Wednesday, September 06, 2006

An Expose On Gas Stations

Gas Stations
By Kevin Stith

A retail establishment that sells fuels like petrol and diesel and lubricants for road motor vehicles is called a gas station. Sometimes, vehicles can be not only refueled there, but also serviced and repaired. The increase in the number of automobiles in United States led to the need of the first gas station, which was built in 1907, by Standard Oil of California.

The United States has two types of filling stations: the ones selling premium-branded gas and those selling discount-branded gas. Premium-brand gas includes international brands, like Esso, Mobil, and BP, and non-international brands like Pemex and Petro-Canada. Premium-brand filling stations accept credit cards and have their own company cards, but charge higher prices. The discount-brand stations are smaller regional chains or independent stations that offer cheaper gas. These stations usually accept cash, with only a few accepting credit cards. Gas stations in rural areas allow customers to pump gas first and pay later; however due to the high incidence of crime in urban areas, customers there have to pay first and pump gas after.

Most of the gas stations in the United States offer a choice between full-service and self-service gas stations.
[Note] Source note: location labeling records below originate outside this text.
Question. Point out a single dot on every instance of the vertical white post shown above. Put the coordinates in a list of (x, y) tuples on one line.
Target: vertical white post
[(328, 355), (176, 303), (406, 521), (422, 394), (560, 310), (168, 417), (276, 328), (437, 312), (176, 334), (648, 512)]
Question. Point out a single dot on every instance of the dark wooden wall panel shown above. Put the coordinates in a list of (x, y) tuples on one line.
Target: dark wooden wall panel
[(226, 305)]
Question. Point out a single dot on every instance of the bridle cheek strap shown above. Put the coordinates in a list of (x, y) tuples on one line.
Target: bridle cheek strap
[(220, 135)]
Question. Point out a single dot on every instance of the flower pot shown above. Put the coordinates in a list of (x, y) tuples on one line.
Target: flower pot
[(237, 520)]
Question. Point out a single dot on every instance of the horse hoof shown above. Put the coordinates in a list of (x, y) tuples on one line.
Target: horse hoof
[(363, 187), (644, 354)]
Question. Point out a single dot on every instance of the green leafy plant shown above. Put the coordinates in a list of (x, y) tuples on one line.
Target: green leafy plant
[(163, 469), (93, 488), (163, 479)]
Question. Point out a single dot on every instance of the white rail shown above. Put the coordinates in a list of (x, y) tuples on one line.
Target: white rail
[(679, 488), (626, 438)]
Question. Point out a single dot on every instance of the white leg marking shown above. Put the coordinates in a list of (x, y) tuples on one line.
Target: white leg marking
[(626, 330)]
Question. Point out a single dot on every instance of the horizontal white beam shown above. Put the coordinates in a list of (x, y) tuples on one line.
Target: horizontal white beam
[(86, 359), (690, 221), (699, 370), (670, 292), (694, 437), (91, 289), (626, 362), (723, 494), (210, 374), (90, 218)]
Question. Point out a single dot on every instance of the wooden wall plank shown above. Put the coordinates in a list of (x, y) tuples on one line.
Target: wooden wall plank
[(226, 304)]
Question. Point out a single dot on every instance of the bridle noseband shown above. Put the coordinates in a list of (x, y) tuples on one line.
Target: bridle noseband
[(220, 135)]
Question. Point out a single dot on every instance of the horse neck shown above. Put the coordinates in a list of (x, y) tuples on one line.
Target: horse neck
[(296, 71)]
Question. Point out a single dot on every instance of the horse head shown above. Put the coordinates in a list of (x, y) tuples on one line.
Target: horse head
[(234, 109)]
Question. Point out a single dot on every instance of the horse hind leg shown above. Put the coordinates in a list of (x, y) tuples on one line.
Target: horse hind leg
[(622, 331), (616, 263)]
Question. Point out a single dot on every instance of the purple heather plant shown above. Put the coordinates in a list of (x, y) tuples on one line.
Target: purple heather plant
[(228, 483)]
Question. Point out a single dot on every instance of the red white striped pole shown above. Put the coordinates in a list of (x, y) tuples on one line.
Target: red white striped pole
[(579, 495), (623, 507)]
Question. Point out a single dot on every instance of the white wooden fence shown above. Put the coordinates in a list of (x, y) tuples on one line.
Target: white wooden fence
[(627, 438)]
In full-service gas stations, an attendant operates the pump, checks the vehicle’s oil, wipes your car’s windshield, and then collects payment and a small tip. In self-service gas stations, the customer has to pump the gas himself. Until the 1970s, full service was the norm, but nowadays, not all stations offer full service and those that do, charge more for the full-service fueling. Using an open flame in a gas station is strictly forbidden because of the risk of igniting gasoline vapors.

Gas stations usually have toilets; the cleanliness and standards vary with the type of gas station. Many gas stations have convenience stores selling food, beverages, lottery tickets, motor oil, and sometimes auto parts. However, prices here are higher than those in a supermarket or discount store. Depending on state laws, some gas stations also sell wine, beer, and liquor and sometimes even allow the operation of slot and video poker machines. Some gas stations have free or discount-priced car washes, while others have small fast food outlets like McDonald’s, Pizza Hut, or Wendy’s, with limited seating and menus.